By Saeb Rawashdeh - Aug 24,2019 - Last updated at Aug 24,2019

Ancient Nabataeans collected water in huge pools filled from periodical rain and water brought from nearby mountain springs by aqueducts (Photo courtesy of ACOR)

AMMAN — A group of experts in water harvesting and geology decided to implement the ancient knowledge of Nabataeans in flood control systems in Wadi Madras, Petra. Through rebuilding the ancient system they hope to curb intense flashfloods that cause erosion of sandstone monuments and endanger the lives of visitors and locals.

“Soon we will begin the process of rehabilitating the system by fixing some of the structures and rebuilding others,” said team director Nizar Abu Jaber, a professor at the German-Jordanian University, adding that most of the project should be implemented over the summer in time for next year’s rainy season.

The Nabataeans minimised flashflooding through various water control installations, Abu Jaber continued.

The Petra Development and Tourism Regional Authority (PDTRA) is interested in the results because there is a continuous flooding problem in Petra, the expert noted.

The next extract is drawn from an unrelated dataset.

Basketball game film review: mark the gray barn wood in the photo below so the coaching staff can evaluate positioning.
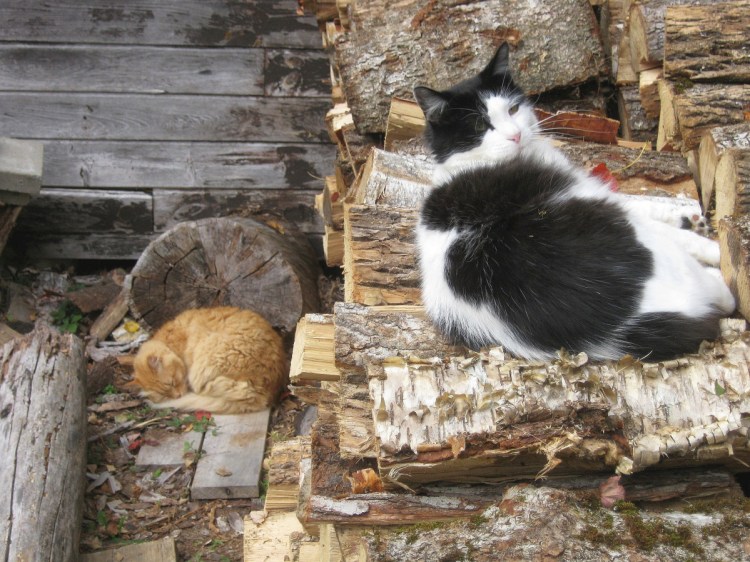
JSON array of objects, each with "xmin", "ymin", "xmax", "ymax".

“This project seems timely and useful if implemented the right way,” confirmed PDTRA chief commissioner Suleiman Frajat, adding that PDTRA also works closely with the UNESCO office in Amman on potential projects to mitigate the risk of flashfloods.

The revival of the ancient terrace system in Petra is necessary to reduce flooding risks with associated sediment deposition, salt transport and other materials which endanger the heritage site, highlighted Abu Jaber.

“The first aim of the project is to collect hydrological data by using rainfall simulation experiments, stream gauges, weather stations and infiltrometers,” said Abu Jaber, adding that maintenance and rebuilding of the hydraulic installations will be done with traditional materials and techniques.

Another significant aspect of the project is the involvement of the local community by creating opportunities for the development of rain-fed agriculture, Abu Jaber highlighted.

“Increasing awareness within the local community of the importance of landscape management and protection will create job opportunities by reviving ancient traditions,” Abu Jaber said, noting that training the local community on terrace design and restoration as well as on maintenance of the hydrological instruments and data collection will be part of the second phase of the project.